Письмо № 14. Н.С. Фуделю
18 II [1949, с. Большой Улуй] 81
Спасибо, дорогой мой, за письмо от 8 II. Так приятно получать твои письма, в них всегда почти есть обо всем: и о тебе и о всей семье; о самом главном и о разных мелочах. Я удивлен, что в твоей библиотеке так мало имен. Или я забыл уже, но мне кажется, что среди моих или т<ети> М<арусиных> книг должен был быть: М<ельников>-Печерский, Полежаев, кое-что Достоевского, Л. Толстого (рассказы, «Казаки» и др.), Тютчев (в изд. «Нивы» и отдельный том «Избранные стихи»), отд<ельные> издания Есенина, весь Жуковский, томик Гейне в подлиннике и что-то еще, забыл. Все это было, за исключением, может быть Жуковского, на Арбате 82. Вспоминаю, что был еще Чехов, Кольцов, Лесков, Киплинг по-англ<ийски>, Даль 83. Почему ты не присоединишь все это к своей полке?
Ибсен из тех писателей, которых не столько любишь, сколько запоминаешь. Он оставляет глубокий след. Интересны некоторые драмы Метерлинка, он, кстати, умер всего года два назад, прожив чуть ли не 100 лет 84. Жаль, что ты убегал от меня на хуторе и не учился англ<ийскому> языку, – я бы послал тебе отсюда совершенно чудесные рассказы Б. Гарта. Читал ли ты Лонгфелло? Это тоже подлинно хорошо. Вообще, конечно, есть несколько десятков хороших книг. А чей это роман: «Корабли, проходящие ночью»? 85 Жаль, что ты читаешь «конвейером» и не можешь выбирать. К. Гамсуна я не советую, хотя, конечно, то место, где этот лодырь, «Пан», получает в письме зеленое перо и слушает пустыню большого города, – стоит дорого 86. Но в целом это тот же Печорин, давным давно сгнивший, как «вещь в себе». Кстати, кое-что было ведь у меня и по философии – почему это не у тебя? – был «Философский словарь», было «Рождение трагедии» 87, была монография о Сковороде 88 с моей надписью Марусе, мы оба очень любили этого человека.
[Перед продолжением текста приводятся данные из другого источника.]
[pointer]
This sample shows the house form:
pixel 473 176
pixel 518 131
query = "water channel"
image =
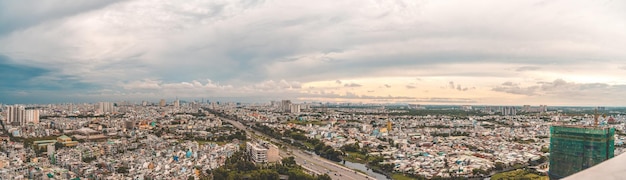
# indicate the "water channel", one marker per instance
pixel 362 167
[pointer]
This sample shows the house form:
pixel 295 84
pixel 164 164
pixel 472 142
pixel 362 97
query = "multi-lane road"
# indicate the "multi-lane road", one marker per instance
pixel 314 163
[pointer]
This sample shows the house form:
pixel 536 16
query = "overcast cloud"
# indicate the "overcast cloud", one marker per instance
pixel 66 51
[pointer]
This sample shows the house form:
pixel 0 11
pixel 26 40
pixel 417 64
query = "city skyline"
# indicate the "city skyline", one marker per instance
pixel 419 52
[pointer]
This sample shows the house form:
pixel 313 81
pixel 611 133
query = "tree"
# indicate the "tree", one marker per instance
pixel 499 166
pixel 289 161
pixel 324 177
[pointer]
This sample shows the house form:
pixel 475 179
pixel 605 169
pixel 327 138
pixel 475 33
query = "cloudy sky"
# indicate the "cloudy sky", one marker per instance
pixel 422 52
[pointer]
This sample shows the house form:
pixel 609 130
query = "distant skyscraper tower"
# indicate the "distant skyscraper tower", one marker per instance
pixel 32 115
pixel 285 105
pixel 16 115
pixel 162 103
pixel 106 107
pixel 573 149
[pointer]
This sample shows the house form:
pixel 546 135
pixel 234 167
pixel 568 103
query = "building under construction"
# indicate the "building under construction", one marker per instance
pixel 575 148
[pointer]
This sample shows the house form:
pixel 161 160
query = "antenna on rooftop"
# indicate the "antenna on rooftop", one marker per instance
pixel 595 117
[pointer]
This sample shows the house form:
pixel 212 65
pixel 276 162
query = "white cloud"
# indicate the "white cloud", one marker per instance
pixel 260 47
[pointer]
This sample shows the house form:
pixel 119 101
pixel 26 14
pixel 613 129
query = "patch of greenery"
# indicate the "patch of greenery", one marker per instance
pixel 518 174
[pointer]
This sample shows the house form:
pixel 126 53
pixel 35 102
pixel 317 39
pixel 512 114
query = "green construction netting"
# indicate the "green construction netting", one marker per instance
pixel 573 149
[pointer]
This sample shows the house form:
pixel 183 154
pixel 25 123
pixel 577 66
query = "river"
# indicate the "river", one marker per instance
pixel 362 167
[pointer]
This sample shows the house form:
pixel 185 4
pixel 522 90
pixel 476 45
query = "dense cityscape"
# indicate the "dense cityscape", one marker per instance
pixel 197 139
pixel 312 90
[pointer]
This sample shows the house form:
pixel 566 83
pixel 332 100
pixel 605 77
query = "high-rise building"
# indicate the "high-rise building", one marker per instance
pixel 162 103
pixel 262 152
pixel 574 148
pixel 294 108
pixel 285 105
pixel 32 115
pixel 16 115
pixel 105 107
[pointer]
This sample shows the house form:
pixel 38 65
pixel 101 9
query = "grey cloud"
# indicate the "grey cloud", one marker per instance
pixel 508 83
pixel 352 85
pixel 527 68
pixel 458 87
pixel 558 87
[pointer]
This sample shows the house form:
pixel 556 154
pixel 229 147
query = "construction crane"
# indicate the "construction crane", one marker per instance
pixel 595 117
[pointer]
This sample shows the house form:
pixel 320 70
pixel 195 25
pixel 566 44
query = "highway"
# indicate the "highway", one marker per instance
pixel 314 163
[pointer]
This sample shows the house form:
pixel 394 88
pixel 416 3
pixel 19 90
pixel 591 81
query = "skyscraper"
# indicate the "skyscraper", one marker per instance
pixel 16 115
pixel 573 149
pixel 105 107
pixel 162 103
pixel 285 105
pixel 32 115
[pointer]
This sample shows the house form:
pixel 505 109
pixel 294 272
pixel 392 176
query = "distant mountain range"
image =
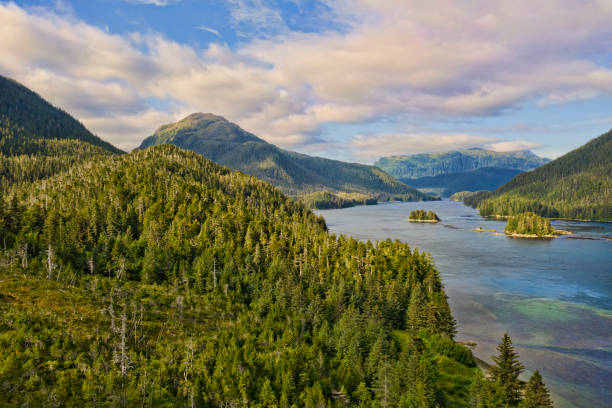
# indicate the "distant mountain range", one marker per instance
pixel 445 185
pixel 295 174
pixel 577 185
pixel 472 170
pixel 433 164
pixel 38 140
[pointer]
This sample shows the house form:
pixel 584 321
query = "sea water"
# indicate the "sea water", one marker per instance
pixel 552 296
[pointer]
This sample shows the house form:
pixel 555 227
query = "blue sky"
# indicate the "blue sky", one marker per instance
pixel 353 80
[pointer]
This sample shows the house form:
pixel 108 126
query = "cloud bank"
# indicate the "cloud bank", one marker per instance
pixel 393 59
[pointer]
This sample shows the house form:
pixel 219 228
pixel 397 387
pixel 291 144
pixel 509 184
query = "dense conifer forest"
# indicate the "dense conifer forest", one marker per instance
pixel 24 109
pixel 307 178
pixel 529 224
pixel 577 185
pixel 158 278
pixel 423 215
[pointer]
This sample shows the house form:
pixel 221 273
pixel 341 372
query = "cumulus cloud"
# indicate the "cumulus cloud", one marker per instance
pixel 210 30
pixel 160 3
pixel 391 59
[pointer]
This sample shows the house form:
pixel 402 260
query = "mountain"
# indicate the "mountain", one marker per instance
pixel 295 174
pixel 434 164
pixel 577 185
pixel 38 140
pixel 23 109
pixel 158 278
pixel 445 185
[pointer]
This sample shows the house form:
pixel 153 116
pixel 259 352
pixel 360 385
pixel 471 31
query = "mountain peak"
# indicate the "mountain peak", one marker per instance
pixel 199 116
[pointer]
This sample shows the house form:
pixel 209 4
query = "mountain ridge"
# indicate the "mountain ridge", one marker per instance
pixel 456 161
pixel 39 119
pixel 577 185
pixel 294 173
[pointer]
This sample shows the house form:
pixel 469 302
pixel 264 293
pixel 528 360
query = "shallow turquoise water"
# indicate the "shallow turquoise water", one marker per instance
pixel 553 297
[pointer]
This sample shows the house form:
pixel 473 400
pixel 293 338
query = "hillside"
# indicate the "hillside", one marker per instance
pixel 23 109
pixel 38 140
pixel 445 185
pixel 429 165
pixel 158 278
pixel 577 185
pixel 295 174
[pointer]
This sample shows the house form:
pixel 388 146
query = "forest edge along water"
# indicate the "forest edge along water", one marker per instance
pixel 552 296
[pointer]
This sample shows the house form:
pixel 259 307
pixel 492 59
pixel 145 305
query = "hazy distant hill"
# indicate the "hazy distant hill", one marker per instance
pixel 296 174
pixel 577 185
pixel 24 109
pixel 445 185
pixel 433 164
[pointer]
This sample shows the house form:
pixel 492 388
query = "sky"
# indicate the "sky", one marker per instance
pixel 353 80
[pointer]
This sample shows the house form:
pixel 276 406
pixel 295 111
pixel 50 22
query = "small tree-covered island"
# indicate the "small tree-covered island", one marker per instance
pixel 423 216
pixel 530 225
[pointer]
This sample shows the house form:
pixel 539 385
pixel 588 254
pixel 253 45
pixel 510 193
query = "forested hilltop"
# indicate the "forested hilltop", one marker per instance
pixel 23 109
pixel 577 185
pixel 295 174
pixel 158 278
pixel 459 161
pixel 179 281
pixel 38 140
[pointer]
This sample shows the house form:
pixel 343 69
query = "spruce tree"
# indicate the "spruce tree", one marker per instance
pixel 507 369
pixel 536 393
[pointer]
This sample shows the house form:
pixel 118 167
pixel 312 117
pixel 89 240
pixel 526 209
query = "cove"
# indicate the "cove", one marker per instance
pixel 552 296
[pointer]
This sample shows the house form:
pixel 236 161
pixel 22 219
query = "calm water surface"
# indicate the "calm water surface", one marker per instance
pixel 553 297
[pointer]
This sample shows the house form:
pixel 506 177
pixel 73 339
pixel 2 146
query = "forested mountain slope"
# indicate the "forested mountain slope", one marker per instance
pixel 428 165
pixel 38 140
pixel 485 178
pixel 295 174
pixel 577 185
pixel 23 109
pixel 158 278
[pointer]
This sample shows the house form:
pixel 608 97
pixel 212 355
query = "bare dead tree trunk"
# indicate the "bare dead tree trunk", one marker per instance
pixel 50 263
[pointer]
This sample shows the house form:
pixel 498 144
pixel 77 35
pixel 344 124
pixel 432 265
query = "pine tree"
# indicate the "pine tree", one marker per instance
pixel 507 369
pixel 536 393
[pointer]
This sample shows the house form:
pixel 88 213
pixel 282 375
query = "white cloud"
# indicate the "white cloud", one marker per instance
pixel 210 30
pixel 160 3
pixel 394 59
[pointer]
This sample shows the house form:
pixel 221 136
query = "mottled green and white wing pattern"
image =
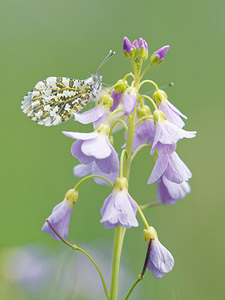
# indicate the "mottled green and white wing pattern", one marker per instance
pixel 53 100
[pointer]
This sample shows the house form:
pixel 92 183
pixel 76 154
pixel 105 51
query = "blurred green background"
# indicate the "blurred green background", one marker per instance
pixel 70 38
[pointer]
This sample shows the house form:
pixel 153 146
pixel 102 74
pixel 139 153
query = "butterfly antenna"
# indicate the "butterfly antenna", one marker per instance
pixel 161 87
pixel 108 56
Если ты живешь душой около книг, то умей и находить хорошие книги или нужные книги. Это тоже труд – находить, искать и находить. Смотри только, остерегайся одной вещи: когда человек читает, ему часто кажется (независимо от того, что он читает), что он совершает исключительно важное и общеполезное дело, и поэтому если его в это время отвлекают близкие на какое-нибудь другое дело, он внутри (или и вне) негодует и плохо думает о тех, кто его отвлекает.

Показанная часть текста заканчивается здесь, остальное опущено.